La malaria en Casas Muertas


Para plasmar esta obra, historia verídica y real, creación literaria romántica, costumbrista, poética, dramática y de conocimiento científico, el autor se sumerge en ese mundo, habla con sus habitantes, alguno de los cuales, sobrevivientes de la tragedia que asoló la población llanera de Ortiz, en el estado Guárico.


Por Fernando Aular Durant

LA ENFERMEDAD. El paludismo es una enfermedad aguda, que suele ser muy grave y a veces prolongada, causada por protozoarios parásitos del género Plasmodium, de los cuales varias especies puede afectar al hombre, entre ellas: P. falciparum, P. malarie, P. ovale y P. vivax., los cuales producen destrucción de los glóbulos rojos al multiplicarse dentro de ellos. Entre los principales síntomas se encuentran: fiebre, anemia y esplenomegalia. Los paroxismos febriles van precedidos de escalofríos y sudoración y suelen ocurrir con intervalos regulares: en días alternos (fiebre terciana) intervalos de dos días, (fiebre cuartana) o diariamente (fiebre cotidiana). El producido por la variedad falciparum puede ser mortal si el tratamiento no es adecuado. Por las otras especies suele ser menos grave, con tendencia a recaídas separadas por períodos de latencia. El paludismo crónico corresponde a un tipo clínico especial de infección recurrente, con anemia grave, esplenomegalia y desnutrición. Frecuente en regiones subdesarrolladas.

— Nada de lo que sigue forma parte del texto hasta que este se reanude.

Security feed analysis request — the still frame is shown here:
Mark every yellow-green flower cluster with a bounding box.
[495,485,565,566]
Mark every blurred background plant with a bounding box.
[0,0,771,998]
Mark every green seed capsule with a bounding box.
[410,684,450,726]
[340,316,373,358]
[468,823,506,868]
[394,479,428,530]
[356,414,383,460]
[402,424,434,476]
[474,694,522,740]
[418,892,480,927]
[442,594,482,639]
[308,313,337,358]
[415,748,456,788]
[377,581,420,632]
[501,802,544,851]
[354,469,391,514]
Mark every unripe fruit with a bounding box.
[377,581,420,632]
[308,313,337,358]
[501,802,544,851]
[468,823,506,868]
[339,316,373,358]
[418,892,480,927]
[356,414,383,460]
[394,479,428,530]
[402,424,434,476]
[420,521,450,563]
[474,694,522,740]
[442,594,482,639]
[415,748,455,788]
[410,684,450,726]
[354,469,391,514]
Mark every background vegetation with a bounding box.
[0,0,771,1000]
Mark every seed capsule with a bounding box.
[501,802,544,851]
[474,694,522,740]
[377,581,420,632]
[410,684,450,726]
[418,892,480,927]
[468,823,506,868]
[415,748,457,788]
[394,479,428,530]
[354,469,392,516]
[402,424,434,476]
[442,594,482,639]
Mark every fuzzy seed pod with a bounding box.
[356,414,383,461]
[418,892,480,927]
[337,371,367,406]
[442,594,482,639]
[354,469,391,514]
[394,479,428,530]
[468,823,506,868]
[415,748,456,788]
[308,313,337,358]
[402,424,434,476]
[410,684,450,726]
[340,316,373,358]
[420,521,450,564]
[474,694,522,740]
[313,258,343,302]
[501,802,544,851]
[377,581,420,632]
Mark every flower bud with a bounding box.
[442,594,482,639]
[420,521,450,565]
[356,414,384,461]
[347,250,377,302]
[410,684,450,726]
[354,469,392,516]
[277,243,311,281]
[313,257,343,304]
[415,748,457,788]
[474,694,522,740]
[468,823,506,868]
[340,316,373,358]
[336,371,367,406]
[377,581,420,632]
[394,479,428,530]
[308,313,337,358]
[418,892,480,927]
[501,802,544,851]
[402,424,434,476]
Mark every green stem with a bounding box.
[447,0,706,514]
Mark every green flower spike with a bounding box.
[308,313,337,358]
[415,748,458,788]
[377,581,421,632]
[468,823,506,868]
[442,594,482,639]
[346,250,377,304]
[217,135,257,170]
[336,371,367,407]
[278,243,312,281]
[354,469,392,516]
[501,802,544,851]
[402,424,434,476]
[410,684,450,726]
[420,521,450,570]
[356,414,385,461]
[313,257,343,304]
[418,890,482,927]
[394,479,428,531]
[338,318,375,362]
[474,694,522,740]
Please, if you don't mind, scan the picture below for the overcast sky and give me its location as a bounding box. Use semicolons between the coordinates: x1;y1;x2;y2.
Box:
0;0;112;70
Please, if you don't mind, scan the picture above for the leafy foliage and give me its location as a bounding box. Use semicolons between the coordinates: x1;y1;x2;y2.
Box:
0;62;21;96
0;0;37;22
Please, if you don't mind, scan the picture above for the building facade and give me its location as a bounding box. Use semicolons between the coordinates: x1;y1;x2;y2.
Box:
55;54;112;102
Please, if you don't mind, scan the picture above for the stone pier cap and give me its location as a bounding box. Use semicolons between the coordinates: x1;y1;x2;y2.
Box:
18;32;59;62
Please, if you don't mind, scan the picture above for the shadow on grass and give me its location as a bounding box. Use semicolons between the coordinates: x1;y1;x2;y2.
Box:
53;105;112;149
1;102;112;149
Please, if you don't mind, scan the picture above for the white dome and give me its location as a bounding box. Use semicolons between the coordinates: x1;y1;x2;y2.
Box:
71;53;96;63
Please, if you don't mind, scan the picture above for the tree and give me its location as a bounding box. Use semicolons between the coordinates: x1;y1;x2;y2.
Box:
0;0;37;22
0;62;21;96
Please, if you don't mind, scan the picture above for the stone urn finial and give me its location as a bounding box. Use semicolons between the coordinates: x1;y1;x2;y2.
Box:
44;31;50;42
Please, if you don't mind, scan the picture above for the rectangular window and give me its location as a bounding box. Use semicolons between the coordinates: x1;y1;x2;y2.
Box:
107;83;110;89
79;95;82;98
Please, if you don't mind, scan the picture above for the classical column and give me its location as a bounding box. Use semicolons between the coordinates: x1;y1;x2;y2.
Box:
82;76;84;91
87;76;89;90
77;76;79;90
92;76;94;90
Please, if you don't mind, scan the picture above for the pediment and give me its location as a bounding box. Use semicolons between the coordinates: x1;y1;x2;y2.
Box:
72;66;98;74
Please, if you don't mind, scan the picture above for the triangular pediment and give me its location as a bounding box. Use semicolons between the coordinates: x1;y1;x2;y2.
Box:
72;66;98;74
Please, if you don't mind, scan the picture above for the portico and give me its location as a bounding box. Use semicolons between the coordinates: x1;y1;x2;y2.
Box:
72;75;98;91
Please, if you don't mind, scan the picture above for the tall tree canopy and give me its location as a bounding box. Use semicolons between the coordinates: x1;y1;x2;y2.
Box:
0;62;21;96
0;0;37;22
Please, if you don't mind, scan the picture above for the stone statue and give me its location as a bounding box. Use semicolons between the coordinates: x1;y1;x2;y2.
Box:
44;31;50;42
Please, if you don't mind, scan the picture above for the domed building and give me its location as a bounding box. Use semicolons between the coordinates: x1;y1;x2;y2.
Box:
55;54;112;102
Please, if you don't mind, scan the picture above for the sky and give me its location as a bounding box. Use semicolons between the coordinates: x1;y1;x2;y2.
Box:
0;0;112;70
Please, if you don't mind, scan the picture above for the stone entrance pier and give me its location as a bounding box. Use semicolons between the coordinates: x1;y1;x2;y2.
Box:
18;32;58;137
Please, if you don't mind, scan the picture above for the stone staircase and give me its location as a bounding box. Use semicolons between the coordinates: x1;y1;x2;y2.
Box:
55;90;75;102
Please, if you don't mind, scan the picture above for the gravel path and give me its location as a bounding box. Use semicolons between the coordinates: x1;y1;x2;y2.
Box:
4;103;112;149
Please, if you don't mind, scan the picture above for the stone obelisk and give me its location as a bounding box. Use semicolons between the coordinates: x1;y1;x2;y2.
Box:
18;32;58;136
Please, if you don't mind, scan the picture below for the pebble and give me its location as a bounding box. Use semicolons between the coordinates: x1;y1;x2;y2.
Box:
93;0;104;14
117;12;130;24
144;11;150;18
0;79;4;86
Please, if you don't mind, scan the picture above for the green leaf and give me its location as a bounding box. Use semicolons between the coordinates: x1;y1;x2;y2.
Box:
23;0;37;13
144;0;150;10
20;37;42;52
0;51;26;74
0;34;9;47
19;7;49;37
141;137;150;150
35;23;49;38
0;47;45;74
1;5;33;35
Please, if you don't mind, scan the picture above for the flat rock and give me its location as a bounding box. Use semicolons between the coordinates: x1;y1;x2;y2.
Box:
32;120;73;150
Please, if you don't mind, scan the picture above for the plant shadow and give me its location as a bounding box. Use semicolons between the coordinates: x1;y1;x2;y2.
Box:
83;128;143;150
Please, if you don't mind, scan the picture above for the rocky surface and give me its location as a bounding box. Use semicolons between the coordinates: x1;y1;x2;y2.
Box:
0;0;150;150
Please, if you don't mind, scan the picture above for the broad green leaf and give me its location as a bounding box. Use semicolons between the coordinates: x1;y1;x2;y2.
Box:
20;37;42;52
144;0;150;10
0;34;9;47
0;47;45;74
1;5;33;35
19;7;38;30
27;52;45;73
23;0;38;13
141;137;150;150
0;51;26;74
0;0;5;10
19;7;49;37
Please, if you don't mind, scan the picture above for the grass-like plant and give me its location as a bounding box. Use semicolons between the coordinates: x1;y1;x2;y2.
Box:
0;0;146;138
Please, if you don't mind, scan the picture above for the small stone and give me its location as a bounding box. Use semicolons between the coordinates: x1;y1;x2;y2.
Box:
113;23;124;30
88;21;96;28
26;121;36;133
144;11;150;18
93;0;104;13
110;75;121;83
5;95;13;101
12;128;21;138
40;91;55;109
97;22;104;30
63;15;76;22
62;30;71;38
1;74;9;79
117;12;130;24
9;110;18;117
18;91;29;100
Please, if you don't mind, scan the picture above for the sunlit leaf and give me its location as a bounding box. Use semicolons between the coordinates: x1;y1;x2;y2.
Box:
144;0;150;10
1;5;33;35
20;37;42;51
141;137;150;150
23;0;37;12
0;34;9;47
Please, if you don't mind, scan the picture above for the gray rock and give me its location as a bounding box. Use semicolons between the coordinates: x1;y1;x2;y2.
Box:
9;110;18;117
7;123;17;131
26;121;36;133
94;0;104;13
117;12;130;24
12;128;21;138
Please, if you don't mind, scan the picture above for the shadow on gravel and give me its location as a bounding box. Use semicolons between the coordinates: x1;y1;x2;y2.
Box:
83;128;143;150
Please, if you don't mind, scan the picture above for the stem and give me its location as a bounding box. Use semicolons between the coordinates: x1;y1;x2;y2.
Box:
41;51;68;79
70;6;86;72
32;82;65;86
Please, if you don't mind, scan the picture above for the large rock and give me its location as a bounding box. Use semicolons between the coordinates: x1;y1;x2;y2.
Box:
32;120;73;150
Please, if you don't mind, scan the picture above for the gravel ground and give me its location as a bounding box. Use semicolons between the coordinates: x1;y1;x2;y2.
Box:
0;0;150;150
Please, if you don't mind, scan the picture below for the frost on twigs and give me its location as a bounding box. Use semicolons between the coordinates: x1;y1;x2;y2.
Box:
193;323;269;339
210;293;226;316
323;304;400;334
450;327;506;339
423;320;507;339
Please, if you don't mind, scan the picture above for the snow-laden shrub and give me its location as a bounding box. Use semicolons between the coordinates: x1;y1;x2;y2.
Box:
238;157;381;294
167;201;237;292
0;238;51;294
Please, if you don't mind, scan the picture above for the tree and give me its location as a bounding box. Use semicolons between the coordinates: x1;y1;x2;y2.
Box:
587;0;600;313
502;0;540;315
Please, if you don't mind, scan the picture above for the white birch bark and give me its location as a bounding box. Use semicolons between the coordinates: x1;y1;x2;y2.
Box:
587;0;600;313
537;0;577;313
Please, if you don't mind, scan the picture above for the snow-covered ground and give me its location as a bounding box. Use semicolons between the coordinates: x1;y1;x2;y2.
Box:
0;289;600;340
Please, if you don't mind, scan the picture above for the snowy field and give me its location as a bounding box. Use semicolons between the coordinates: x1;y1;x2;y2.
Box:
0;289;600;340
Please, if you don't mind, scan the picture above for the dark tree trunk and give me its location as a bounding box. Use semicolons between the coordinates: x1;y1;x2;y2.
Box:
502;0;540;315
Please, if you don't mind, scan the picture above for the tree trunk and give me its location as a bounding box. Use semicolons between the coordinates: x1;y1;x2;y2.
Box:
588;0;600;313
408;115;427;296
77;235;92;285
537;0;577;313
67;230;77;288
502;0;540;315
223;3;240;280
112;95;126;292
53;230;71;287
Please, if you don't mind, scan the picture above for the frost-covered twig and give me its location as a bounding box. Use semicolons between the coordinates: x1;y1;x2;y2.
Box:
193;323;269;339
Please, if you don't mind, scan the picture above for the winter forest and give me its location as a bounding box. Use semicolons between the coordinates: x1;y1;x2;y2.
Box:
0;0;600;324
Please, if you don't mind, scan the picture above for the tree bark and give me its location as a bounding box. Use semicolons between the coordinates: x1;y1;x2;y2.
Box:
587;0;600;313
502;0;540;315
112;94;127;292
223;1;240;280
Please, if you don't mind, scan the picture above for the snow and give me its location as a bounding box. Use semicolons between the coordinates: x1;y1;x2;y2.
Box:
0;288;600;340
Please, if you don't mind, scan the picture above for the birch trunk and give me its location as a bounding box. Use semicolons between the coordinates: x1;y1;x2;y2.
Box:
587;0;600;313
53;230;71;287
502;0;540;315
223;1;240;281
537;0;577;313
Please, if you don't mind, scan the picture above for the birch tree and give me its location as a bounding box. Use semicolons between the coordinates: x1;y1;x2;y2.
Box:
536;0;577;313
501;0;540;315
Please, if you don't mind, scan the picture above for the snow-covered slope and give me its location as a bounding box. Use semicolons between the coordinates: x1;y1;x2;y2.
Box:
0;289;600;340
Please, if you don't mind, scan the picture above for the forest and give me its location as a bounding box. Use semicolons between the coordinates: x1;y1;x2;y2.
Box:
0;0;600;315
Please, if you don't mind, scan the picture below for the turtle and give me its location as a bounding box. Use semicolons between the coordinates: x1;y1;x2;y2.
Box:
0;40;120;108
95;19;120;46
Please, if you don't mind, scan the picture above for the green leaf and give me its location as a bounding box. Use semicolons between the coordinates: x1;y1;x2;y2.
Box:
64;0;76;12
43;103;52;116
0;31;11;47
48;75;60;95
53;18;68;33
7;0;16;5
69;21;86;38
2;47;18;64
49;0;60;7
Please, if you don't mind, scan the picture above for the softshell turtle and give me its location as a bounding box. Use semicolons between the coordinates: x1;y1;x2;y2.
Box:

TRANSMISIÓN. El hombre es la única fuente de paludismo humano. El parásito se trasmite de un individuo a otro por la picadura de un insecto infectado (vector) del género Anopheles o por administración de sangre infectada con el parásito.

HISTORIA. Posiblemente esta enfermedad se originó en África. Existen referencias sobre fiebres intermitentes en antiguos textos médicos asirios, chinos e hindúes. Hipócrates, en el siglo V a. C. fue quien estableció la entidad clínica del paludismo. Los antiguos romanos la conocían y la relacionaban con las zonas pantanosas, por lo que trataron de controlarla mediante drenajes. Julio César padeció la enfermedad. Alejandro Magno (356-323 a.C.) rey de Macedonia, discípulo de Aristóteles, conquistó y organizó un gran imperio y proyectaba nuevas conquistas cuando una fiebre palúdica acabó rápidamente con su vida. Falleció a los 33 años, cuando era dueño del mundo Oriental. Luchó en tantas batallas arriesgando la vida, pero lo mató el paludismo.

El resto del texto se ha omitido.